Zapatero ordnet Abzug aus dem Irak an

Spaniens neuer Regierungschef macht seine Ankündigung aus dem Wahlkampf wahr: Mit einem UNO-Mandat für eine internationale Streitmacht im Irak sei bis zum 30. Juni nicht zu rechnen, also kehren die Truppen möglichst bald heim

AUS MADRIDHANS-GÜNTER KELLNER

Der spanische Truppenabzug aus dem Irak soll „so schnell und sicher wie möglich“ ablaufen. Die 1.300 Soldaten sollen binnen vier Wochen wieder in Spanien sein. Diese Weisung hat der neue spanische Regierungschef José Luis Rodríguez Zapatero seinem Verteidigungsminister José Bono bereits am Sonntag nur kurz nach dessen Vereidigung durch König Juan Carlos gegeben. Der angekündigte Abzug unterbrach nicht die planmäßige Ablösung der Streitkräfte. Gestern sind jedoch nur 190 statt wie vorgesehen 140 spanische Soldaten in den Irak geflogen.

Die Sozialisten waren offiziell noch gar nicht im Amt, da waren ihre Minister schon unterwegs. Vor zwei Wochen hatte sich José Bono mit US-Verteidigungsminister Donald Rumsfeld getroffen, auch Spaniens neuer Chefdiplomat Miguel Ángel Moratinos war mit Colin Powell zusammengekommen. Die Erkenntnis der sozialistischen Politiker aus diesen Kontakten: Die USA werden nicht bereit sein, ihr Engagement im Irak unter ein Mandat der Vereinten Nationen zu stellen.

Dies war jedoch die Bedingung, die Premier Zapatero für ein weiteres Verbleiben der spanischen Soldaten im Irak gestellt hatte. Bis zum 30. Juni müssten die Verbände am Persischen Golf unter der Befehlsgewalt der UNO stehen, sagte er im Wahlkampf immer wieder. Zapatero machte auch nach seinem Wahlsieg am 14. März klar, dass eine formale UN-Resolution nicht ausreiche. Die Verhältnisse müssten sich grundsätzlich ändern, forderte er. Zapatero hatte schon vor und während des Irakkriegs die Intervention im Golfstaat als Verstoß gegen internationales Recht bewertet. Auch die Präsenz der spanischen Streitkräfte dort ist für ihn folglich illegal. Die Anordnung des Truppenabzugs ist nach der Ernennung seiner Minister die erste Amtshandlung Zapateros. Dass er die spanischen Soldaten so schnell „nach Hause holen“ würde, war auch in Spanien eine große Überraschung.

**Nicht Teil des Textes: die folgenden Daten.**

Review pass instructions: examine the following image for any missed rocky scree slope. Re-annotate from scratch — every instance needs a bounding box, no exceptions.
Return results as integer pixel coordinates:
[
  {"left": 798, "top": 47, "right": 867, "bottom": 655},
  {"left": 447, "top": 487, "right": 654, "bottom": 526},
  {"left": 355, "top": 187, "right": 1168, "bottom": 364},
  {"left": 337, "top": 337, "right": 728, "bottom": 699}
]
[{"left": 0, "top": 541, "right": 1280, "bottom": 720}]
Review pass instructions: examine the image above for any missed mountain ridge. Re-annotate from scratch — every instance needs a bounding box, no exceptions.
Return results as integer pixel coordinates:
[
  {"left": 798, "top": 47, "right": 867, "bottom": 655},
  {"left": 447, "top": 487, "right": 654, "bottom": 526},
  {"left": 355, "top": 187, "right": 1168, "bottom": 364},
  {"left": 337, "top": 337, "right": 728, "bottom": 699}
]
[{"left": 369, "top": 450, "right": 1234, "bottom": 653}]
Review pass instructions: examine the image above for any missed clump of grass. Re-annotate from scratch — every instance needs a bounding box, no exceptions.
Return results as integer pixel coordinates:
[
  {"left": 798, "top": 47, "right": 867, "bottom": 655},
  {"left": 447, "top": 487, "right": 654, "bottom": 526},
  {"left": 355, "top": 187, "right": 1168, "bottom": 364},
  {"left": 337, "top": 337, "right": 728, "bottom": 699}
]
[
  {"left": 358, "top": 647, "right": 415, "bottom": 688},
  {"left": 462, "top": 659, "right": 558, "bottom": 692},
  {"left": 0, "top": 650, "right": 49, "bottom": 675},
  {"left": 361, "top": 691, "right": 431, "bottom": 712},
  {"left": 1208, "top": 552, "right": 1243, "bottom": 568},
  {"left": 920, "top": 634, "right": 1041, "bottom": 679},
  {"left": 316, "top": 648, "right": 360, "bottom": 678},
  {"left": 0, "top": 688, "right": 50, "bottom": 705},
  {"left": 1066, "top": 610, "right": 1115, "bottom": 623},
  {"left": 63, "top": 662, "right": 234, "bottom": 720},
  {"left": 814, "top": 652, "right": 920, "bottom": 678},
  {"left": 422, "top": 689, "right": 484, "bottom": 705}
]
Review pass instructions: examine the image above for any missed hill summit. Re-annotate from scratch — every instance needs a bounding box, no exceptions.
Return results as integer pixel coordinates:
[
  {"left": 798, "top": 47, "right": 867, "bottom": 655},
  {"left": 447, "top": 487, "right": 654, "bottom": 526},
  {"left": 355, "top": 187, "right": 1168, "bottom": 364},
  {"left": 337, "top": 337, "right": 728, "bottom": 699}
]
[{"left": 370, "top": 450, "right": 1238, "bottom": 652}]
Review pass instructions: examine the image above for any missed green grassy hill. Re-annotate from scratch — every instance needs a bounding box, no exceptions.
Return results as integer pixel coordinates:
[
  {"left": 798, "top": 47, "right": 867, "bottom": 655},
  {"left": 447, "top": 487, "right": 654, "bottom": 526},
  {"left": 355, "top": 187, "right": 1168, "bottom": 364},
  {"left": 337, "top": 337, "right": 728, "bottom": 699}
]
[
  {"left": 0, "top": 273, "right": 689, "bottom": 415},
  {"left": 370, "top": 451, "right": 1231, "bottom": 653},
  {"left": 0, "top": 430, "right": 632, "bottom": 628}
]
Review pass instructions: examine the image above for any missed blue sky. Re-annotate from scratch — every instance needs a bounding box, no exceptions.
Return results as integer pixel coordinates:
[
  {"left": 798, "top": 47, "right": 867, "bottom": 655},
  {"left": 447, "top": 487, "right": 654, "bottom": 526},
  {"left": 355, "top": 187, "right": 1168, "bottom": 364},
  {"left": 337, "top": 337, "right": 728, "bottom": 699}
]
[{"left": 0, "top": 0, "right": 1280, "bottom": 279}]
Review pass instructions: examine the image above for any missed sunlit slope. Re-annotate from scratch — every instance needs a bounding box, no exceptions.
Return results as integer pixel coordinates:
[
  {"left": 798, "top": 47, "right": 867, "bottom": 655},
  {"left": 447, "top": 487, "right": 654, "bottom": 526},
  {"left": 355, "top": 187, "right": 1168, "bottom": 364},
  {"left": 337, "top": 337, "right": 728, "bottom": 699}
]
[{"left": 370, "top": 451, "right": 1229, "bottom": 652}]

Heute soll es im spanischen Parlament eine Debatte zum Truppenabzug geben. Mit Ausnahme der konservativen Opposition begrüßten alle spanischen Parteien die schnelle Entscheidung. Die Vereinigte Linke meinte, so habe sich Spaniens Regierung dem internationalen Druck der Sachzwänge entzogen. Die bürgerlichen katalanischen Nationalisten, die Zapatero bei seiner Wahl vergangene Woche nicht unterstützt hatten, würdigten den Abzug als „mutigen Schritt“.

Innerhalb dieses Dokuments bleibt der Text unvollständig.